The Type XXI was pretty revolutionary without a doubt, and if they'd been built and deployed in numbers sooner it would have spelled big trouble, but the best boats to see service in any numbers throughout the war belonged to the Americans. The Balo and Gato class boats were superior to the old German type VII and IX U-boats. The type VII in particular was never intended for prolonged deep ocean operations, but it was a design that was churned out by the hundreds and used to good effect for quite a while. The Japanese I-boat classes weren't too shabby either, actually.


----------



## Glider (Jan 9, 2006)

Breaking the reply into three (because the third may be a suprise)
1) The Best Submarine of the war was without question is the German Type XXI
2) The Best submarine in service in numbers during the war were the American Fleet submarines
3) I would suggest that the best submarine at the start of the war 1939 was from from Poland. In 1939 Poland had the schnorkel and the AA guns fitted to their subs were twin 40mm Bofors. The Germans captured this technology and one of the suprises of the war is why the Germans didn't use the schnorkel earlier.


----------



## Glider (Jan 9, 2006)

By the way for Nonskimmer one poor photo that I found in the loft. You may have seen it but its the interior of an X craft. What you see is the total space in the boat, behind you is the engine.

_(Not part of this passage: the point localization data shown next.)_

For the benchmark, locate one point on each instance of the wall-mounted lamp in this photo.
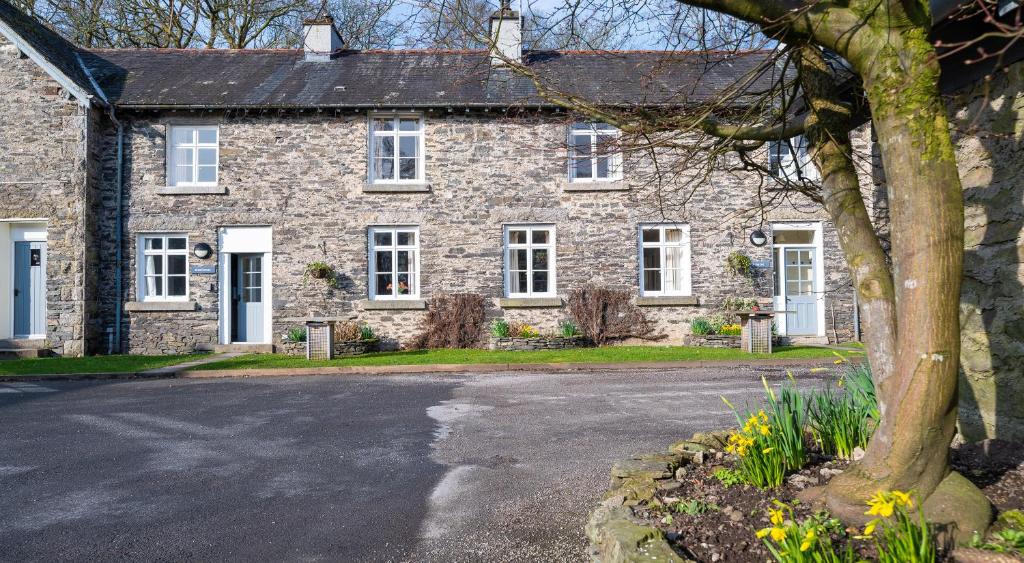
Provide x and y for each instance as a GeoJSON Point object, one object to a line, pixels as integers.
{"type": "Point", "coordinates": [758, 237]}
{"type": "Point", "coordinates": [202, 251]}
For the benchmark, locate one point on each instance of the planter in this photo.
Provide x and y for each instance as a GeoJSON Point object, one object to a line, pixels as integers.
{"type": "Point", "coordinates": [713, 341]}
{"type": "Point", "coordinates": [540, 343]}
{"type": "Point", "coordinates": [348, 348]}
{"type": "Point", "coordinates": [293, 348]}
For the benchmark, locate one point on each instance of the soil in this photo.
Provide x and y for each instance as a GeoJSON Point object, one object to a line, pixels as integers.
{"type": "Point", "coordinates": [728, 533]}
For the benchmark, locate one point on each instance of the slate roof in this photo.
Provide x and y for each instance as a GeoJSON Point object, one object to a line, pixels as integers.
{"type": "Point", "coordinates": [51, 45]}
{"type": "Point", "coordinates": [258, 79]}
{"type": "Point", "coordinates": [216, 78]}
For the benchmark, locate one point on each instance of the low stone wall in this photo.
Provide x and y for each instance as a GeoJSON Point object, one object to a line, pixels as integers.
{"type": "Point", "coordinates": [355, 347]}
{"type": "Point", "coordinates": [341, 349]}
{"type": "Point", "coordinates": [540, 343]}
{"type": "Point", "coordinates": [713, 341]}
{"type": "Point", "coordinates": [614, 532]}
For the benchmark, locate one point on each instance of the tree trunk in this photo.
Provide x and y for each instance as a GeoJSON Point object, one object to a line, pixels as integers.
{"type": "Point", "coordinates": [910, 447]}
{"type": "Point", "coordinates": [828, 134]}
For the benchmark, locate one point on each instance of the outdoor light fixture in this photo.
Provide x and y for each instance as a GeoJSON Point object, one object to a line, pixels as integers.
{"type": "Point", "coordinates": [202, 251]}
{"type": "Point", "coordinates": [758, 237]}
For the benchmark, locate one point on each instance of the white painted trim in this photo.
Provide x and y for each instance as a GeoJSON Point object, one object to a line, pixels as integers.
{"type": "Point", "coordinates": [688, 259]}
{"type": "Point", "coordinates": [553, 258]}
{"type": "Point", "coordinates": [245, 240]}
{"type": "Point", "coordinates": [84, 98]}
{"type": "Point", "coordinates": [819, 277]}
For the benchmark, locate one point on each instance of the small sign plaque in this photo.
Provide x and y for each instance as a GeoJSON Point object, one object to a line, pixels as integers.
{"type": "Point", "coordinates": [205, 268]}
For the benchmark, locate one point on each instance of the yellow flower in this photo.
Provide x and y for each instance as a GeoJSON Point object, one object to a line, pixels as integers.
{"type": "Point", "coordinates": [869, 528]}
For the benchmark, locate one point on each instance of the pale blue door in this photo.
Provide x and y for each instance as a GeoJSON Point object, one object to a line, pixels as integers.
{"type": "Point", "coordinates": [30, 290]}
{"type": "Point", "coordinates": [251, 305]}
{"type": "Point", "coordinates": [800, 297]}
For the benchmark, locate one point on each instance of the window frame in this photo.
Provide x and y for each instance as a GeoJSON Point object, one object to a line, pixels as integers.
{"type": "Point", "coordinates": [615, 159]}
{"type": "Point", "coordinates": [396, 133]}
{"type": "Point", "coordinates": [685, 244]}
{"type": "Point", "coordinates": [551, 246]}
{"type": "Point", "coordinates": [171, 164]}
{"type": "Point", "coordinates": [165, 252]}
{"type": "Point", "coordinates": [373, 248]}
{"type": "Point", "coordinates": [790, 160]}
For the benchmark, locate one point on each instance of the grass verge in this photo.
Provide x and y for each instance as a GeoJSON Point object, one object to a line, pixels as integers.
{"type": "Point", "coordinates": [88, 364]}
{"type": "Point", "coordinates": [608, 354]}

Apologies if you have seen it before


----------



## syscom3 (Jan 9, 2006)

No matter how good the US subs were, our torpedos stunk. No other word could descibe it, other than criminal charges should have been filed against the Bureau of Ordinance for their negligence in never testing the torpedo's.


----------



## Erich (Jan 9, 2006)

agreed on the KM although few in number the XXIII towards wars end were successful


----------



## Glider (Jan 9, 2006)

Syscom. Your torpedo's did stink at the start of the war, as indeed did the Germans, but you did identify the problems and fix them by 1943 when the numbers ramped up.


----------



## Nonskimmer (Jan 9, 2006)

Thanks for the pic of the X craft, Glider. That's the first time I've seen it.


----------



## syscom3 (Jan 9, 2006)

Glider said:


> Syscom. Your torpedo's did stink at the start of the war, as indeed did the Germans, but you did identify the problems and fix them by 1943 when the numbers ramped up.

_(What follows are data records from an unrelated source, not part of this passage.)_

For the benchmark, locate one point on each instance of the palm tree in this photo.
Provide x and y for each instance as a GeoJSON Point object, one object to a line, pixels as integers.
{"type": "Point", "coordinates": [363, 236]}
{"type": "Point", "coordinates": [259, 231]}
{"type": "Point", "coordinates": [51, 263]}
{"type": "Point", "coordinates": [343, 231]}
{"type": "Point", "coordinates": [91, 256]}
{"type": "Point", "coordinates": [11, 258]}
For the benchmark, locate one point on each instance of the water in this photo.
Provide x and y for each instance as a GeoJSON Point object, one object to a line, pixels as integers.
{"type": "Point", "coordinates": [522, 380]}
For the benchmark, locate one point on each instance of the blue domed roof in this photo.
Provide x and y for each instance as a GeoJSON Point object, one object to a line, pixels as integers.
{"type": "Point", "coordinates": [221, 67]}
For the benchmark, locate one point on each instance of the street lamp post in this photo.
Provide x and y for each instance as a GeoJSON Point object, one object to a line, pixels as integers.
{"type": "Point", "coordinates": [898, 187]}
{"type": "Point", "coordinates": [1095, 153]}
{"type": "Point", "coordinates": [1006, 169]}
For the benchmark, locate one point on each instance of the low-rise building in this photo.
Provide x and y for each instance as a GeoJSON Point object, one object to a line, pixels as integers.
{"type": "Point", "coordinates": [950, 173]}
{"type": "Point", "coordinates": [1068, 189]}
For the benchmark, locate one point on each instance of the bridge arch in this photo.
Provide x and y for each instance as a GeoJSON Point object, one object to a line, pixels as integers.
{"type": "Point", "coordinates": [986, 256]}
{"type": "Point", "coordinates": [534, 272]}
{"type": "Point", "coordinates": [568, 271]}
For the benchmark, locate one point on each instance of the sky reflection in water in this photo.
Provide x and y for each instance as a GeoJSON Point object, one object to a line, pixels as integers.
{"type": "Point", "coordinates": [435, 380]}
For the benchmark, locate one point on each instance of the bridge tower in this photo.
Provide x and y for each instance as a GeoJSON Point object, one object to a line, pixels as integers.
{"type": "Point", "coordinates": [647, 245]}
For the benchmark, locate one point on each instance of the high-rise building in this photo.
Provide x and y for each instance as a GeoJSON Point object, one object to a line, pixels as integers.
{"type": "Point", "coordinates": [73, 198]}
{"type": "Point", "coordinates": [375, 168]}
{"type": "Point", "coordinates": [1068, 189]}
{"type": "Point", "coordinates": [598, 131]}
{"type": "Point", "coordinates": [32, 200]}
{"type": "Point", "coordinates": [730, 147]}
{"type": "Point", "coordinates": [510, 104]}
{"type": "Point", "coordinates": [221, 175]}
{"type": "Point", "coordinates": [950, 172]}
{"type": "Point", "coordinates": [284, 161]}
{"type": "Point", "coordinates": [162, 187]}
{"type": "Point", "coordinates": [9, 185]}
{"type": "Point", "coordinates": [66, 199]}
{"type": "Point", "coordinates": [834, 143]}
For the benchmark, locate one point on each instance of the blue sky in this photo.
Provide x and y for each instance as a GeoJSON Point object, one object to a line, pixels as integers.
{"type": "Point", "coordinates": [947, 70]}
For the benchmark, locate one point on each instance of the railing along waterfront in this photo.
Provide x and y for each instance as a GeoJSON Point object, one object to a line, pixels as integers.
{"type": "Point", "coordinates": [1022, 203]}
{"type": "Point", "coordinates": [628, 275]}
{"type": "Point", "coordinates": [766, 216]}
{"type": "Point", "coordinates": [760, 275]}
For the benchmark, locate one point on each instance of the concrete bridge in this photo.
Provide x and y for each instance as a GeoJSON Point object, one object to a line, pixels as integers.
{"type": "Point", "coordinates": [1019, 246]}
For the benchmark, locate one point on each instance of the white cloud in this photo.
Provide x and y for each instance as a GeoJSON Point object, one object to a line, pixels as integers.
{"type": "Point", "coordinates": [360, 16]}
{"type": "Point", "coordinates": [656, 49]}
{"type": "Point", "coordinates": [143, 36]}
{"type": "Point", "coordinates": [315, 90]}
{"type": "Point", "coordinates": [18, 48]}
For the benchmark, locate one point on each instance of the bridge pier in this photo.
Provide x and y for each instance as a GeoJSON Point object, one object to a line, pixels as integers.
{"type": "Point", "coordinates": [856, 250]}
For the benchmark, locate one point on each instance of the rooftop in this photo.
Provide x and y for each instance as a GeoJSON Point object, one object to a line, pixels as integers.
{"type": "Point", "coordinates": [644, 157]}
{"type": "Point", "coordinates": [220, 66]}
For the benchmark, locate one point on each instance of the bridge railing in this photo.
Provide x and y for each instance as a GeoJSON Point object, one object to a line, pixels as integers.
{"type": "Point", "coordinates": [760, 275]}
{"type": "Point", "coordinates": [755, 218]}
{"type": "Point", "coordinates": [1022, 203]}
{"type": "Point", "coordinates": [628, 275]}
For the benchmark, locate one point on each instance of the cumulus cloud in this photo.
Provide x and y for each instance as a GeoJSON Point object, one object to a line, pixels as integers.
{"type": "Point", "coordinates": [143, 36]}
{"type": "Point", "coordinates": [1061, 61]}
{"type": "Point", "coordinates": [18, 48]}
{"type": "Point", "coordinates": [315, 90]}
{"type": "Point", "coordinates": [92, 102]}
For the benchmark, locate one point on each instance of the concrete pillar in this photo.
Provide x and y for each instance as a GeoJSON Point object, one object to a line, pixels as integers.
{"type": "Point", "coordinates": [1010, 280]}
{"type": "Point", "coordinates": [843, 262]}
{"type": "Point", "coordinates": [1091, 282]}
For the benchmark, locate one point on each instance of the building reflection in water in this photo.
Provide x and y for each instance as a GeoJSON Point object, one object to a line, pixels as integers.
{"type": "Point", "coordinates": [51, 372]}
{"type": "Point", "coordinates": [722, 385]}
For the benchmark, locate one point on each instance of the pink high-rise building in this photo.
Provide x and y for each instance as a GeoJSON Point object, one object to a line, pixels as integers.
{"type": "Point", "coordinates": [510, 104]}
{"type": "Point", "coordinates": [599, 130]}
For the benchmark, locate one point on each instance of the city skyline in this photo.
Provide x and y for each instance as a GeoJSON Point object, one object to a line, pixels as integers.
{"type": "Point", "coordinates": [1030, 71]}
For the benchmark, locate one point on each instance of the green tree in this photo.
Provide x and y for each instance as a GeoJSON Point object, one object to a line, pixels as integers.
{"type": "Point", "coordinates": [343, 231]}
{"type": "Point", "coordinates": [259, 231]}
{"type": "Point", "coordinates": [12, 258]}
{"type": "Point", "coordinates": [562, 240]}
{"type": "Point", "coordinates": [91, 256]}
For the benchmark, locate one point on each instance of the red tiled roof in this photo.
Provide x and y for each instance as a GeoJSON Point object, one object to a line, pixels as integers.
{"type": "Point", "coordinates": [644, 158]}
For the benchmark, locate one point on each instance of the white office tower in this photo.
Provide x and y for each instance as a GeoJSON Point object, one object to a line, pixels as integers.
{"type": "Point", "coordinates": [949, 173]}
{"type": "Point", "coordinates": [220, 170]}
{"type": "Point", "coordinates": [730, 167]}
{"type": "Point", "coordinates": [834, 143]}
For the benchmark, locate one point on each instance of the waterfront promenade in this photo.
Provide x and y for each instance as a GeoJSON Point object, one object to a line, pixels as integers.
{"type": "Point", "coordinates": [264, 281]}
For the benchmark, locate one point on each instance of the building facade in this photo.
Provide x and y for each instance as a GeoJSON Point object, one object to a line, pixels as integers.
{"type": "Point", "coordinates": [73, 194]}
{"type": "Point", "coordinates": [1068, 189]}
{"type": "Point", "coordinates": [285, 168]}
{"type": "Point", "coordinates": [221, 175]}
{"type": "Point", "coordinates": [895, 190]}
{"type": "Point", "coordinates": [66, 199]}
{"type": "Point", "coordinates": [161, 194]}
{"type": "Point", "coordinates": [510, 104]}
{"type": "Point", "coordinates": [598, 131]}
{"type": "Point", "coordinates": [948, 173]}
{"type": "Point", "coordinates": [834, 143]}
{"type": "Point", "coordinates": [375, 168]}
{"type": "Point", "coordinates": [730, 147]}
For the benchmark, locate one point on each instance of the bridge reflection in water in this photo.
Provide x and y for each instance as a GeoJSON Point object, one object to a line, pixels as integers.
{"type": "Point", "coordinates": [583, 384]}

The torpedo's had three major flaws that made them next to useless. What made matters so horrible, is the CinC of the sub force in the PTO helped develope them, and he couldnt believe or accept HIS torpedo was flawed. It wasnt untill mid 1943 that all the problems had been identified and fixed, and not untill late 1943 (a full two years at war) that the fleet finally had torpedo's that worked.

I dont think the KM had that type of performance issues.

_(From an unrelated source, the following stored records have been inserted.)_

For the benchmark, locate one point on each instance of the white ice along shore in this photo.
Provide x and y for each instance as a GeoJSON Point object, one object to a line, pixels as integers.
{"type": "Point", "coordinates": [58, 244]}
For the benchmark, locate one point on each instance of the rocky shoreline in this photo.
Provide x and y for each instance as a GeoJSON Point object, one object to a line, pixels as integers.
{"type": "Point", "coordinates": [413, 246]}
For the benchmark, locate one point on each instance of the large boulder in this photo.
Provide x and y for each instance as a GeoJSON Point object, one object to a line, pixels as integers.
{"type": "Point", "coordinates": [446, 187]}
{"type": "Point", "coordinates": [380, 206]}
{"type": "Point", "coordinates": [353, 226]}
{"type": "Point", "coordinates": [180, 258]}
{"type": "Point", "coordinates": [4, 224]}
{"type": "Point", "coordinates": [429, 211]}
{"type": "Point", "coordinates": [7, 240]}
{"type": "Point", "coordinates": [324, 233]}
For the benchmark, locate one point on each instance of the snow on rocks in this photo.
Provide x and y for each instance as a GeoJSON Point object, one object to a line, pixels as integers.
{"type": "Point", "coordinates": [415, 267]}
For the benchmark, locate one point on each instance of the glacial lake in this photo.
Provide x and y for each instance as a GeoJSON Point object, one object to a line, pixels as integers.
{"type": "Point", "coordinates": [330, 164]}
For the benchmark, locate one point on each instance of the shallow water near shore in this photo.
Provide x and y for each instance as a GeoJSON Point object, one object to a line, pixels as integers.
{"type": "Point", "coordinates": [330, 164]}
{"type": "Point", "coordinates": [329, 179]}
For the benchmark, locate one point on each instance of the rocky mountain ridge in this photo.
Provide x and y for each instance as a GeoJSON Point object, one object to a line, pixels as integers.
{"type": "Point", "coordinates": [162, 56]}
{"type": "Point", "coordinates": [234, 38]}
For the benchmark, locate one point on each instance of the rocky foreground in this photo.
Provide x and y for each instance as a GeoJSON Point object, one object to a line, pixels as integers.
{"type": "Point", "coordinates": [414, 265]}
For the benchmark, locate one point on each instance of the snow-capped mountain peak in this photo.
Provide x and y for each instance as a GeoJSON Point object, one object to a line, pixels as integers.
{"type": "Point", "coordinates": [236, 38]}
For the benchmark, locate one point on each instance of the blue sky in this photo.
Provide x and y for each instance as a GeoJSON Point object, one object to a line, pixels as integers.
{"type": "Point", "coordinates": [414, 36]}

FYI, the three problems were:
1) Incorrect depth control mechanism designed for a peacetime use of a lightweight practice warhead and not the heavier wartime warhead.

2) Magnetic exploder that sometimes worked, usually didnt. When it did work, it usually prematurely exploded a couple dozen yards from the ship that was targeted. That made the skippers think they actually hit it.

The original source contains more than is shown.